Russia does the most intelligent thing available to it: nothing. Every week of Middle Eastern crisis tests America's capacity to manage two fronts simultaneously, consuming military resources and political attention that would otherwise bear on Moscow's position in Ukraine. The Kremlin does not need to move. It simply needs to wait.
Back to Iran, because the mechanism closes there. The regime has forty-five years of practice turning external pressure into internal cohesion. The foreign threat is the most powerful adhesive a system of this kind possesses: it redirects domestic discontent toward a common enemy and legitimises the repressive apparatus as an instrument of national defence. The protests of December and January, which had visibly weakened the regime in Washington's assessment, risk becoming the fuel of its reconstitution if any leadership figure can credibly construct the narrative that Iran resisted. The IRGC will support that figure — not out of affection but because institutional continuity protects their economic interests. The regime did not depend on Khamenei. It depends on the institution. And the institution is intact.
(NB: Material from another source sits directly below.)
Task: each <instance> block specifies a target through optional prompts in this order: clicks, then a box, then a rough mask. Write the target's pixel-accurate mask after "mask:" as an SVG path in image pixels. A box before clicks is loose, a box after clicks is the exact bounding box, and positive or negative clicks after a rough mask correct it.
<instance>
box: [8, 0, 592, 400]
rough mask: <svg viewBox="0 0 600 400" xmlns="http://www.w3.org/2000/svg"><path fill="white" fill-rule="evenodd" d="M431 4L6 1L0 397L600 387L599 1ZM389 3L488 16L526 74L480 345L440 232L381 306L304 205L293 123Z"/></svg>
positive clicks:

Iran's attacks on American bases in Qatar, Bahrain, Kuwait and the Emirates were not irrational. They followed from a structural constraint: the regime must demonstrate to its internal constituents that the system responds to aggression, and it must attempt to fracture the regional coalition quietly forming around the Abraham Accords by forcing Gulf states to choose between hosting American bases and absorbing the costs of that choice on their own soil. It is a move determined by structure, not strategy.
The picture that emerges is this: a decision taken in Washington for reasons of presidential legacy, whose energy costs fall primarily on Europe and China, whose effect on the Iranian regime may prove the opposite of what was declared and whose diplomatic resolution, if it comes at all, will almost certainly pass through Beijing. Washington has opened a game in which it controls fewer variables than the rhetoric suggests.
The cost of other people's decisions is a well-established feature of the international order. What is less often acknowledged is that the distribution of those costs is not random. It follows the structure of who decides and who depends. In this case the structure is unusually clear.
America decided. The bill goes elsewhere. That was always going to be the case.